Wall Street Opened Lower as Hurricanes Hit US Payrolls

By Joyce Yu

Philadelphia, PA–US non-farm payrolls decreased by 33,000 jobs in September as the country took a hit from Hurricanes Harvey and Irma, according to Labor Department’s latest report. This is far below economists’ forecast of 90,000 job creations.

Momentum from Wall Street’s record-breaking run cooled this morning with limited decline. The S&P 500 added 0.6% on Thursday to close at its sixth consecutive record. The Dow Jones industrial average gained 0.5% while the Nasdaq added 0.8%.

The numbers reflect Harvey’s impact on Texas in late August, and Irma’s fallout in Florida in September. Data on the labor market and the rest of the economy may be volatile for several months as the weather effects wash out and rebuilding picks up.

Labor Department data showed 1.5 million people stayed at home in September because of the bad weather, the most since January 1996. About 2.9 million people worked part-time as a result of the bad weather. Federally-designated disaster counties in Florida and Texas accounted for 7.7 percent of U.S. employment in March. Restaurants and bars suffered the most fall of 105,000 drop in payrolls.

“I don’t think this is indicative of problems in the labor market — it’s because of the hurricanes,” shared Gus Faucher, chief economist at PNC Financial Services Group Inc. in Pittsburgh, with the Bloomberg. Excluding effects of the storms, “the economy is in decent shape, the labor market continues to improve, and we’ll bounce back to job growth in the final three months of 2017.”

Unemployment rate continued to fall to 4.2%, the lowest since February 2001. What is encouraging is the pickup in wages as a result of the storms which prevented low-paid workers from working. Wage rise in September is thus due to probably more of a compositional mix than a surge in wage growth.

Investors have been keeping a close eye to wage increment which is a key consideration for the Fed in rolling out their plans to tighten up monetary policy.

The U.S. central bank said last month it expected “labor market conditions will strengthen somewhat further”, and signaled another rate hike by the end of the year.
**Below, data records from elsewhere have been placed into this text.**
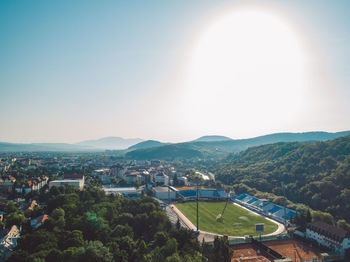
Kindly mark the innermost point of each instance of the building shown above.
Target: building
(133, 177)
(164, 193)
(329, 236)
(9, 242)
(265, 207)
(161, 179)
(77, 183)
(31, 185)
(128, 192)
(6, 183)
(118, 171)
(103, 175)
(74, 177)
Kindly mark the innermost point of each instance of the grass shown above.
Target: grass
(236, 220)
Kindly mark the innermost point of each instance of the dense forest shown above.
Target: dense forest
(315, 174)
(204, 148)
(91, 226)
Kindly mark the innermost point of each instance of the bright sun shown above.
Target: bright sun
(248, 65)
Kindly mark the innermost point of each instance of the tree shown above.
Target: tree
(10, 207)
(94, 251)
(222, 250)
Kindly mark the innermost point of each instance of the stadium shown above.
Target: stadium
(225, 213)
(241, 216)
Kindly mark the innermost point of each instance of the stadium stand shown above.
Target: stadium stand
(265, 207)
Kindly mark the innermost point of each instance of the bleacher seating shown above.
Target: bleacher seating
(274, 209)
(188, 193)
(264, 206)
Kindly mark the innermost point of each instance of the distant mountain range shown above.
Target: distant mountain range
(147, 144)
(212, 139)
(203, 147)
(216, 149)
(111, 143)
(43, 147)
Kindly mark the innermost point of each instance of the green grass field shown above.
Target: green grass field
(236, 220)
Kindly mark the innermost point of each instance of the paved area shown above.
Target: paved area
(209, 237)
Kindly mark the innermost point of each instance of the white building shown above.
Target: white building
(163, 193)
(128, 192)
(118, 171)
(77, 183)
(161, 179)
(329, 236)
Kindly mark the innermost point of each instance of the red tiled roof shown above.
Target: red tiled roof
(73, 176)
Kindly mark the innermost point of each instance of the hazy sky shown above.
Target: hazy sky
(172, 70)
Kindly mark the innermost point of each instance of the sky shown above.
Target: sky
(172, 70)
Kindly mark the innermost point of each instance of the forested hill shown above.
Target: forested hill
(206, 147)
(316, 174)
“Investors should take the non-farm payrolls report for September with an entire jar of salt,” the Financial Times quoted David Lafferty, chief market strategist at Natixis Global Asset Management。“Weather-related effects from the hurricanes will render it a useless data point for assessing the economy’s larger trend or as a guidepost to Fed policy. Investors should instead focus on wage growth as a harbinger for future inflation.”